Вместо того, чтобы дать ему только волшебный жезл, поэт, в интересах поэтического оживотворения, предпочел дать ему в услужение сами силы природы и создал Ариэля согласно своей собственной поэтической программе в комедии «Сон в летнюю ночь» (V, 1):

…Пока его воображенье

Безвестные предметы облекает

В одежду форм, поэт своим пером

Торжественно их все осуществляет

И своему воздушному ничто

Жилище он и место назначает.

Да, сильное воображенье часто

Проказит так, что ежели оно

Лишь вздумает о радости — тотчас же

Перед собой оно как будто видит

И вестника той радости…

Таким именно вестником радости и является Ариэль. Стоит ему только показаться, как зритель испытывает уже удовольствие и начинает предвкушать приятные впечатления. Он единственный добрый ангел, возбуждающий интерес в истории поэзии и действующий как живое существо, — не христианский ангел, а дух и эльф, носитель мыслей Просперо и исполнитель его воли силою всех элементарных духов, которыми повелевает великий чародей. Он как бы эмблема гения самого Шекспира, он поистине «доброжелательный, задушевный дух», обладанием которого, по выражению Шекспира в 86-м сонете, хвалился Чапман. Поэтому его тоска по освобождению от своей службы имеет совершенно особенную и трогательную символику, как тоска по отдыху, которую испытывал гений самого Шекспира.

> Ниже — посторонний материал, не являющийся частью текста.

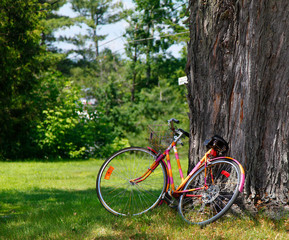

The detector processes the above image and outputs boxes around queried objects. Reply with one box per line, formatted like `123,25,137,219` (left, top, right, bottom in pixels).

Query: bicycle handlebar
179,128,190,138
167,118,190,138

У него вездесущая фантазия и способность ее к превращениям. Он скользит по морской пене, несется по резкому северному ветру, зарывается в замерзшую землю. То он является духом огня и вызывает ужас, то вспыхивает в виде разделившегося пламени вдоль мачты, на реях, вдоль бушприта корабля, то с быстротою самой молнии вытягивается в одну огненную струну. Он превращается в сирену, играет и поет обольстительные песни, он то видим, то невидим. Он сам точно чарующая музыка, точно звуки, носящиеся в воздухе, в которых слышится то лай собаки, то пение петуха, то мелодический плеск волн. Ибо по самой сути своей природы и по своему имени он дух воздуха, мираж, световая и звуковая галлюцинация. Он — птица, он может играть роль гарпии, может отыскивать свой путь среди мрака, может в полночь доставать росу с заколдованных Бермудских островов; он верно и усердно служит добрым, пугает, смущает и дурачит злых, он пленителен и легок, он быстр, как молния.

Он был прежде на службе у колдуньи Сикораксы, но она озлобилась против него и замуровала его в трещину расщепленной сосны, откуда после долголетнего заключения он был освобожден лишь волшебною силою Просперо. Поэтому он и служит ему в отплату, но все же постоянно томится по свободе, обещанной ему по истечении известного срока; хотя природа его — воздух, он может все-таки чувствовать жалость и вызывать в себе чувство преданности, которое, собственно, не питает. Тем не менее, подневольное состояние так сильно мучит его, что он с нетерпением ждет дня, когда пробьет час его свободы.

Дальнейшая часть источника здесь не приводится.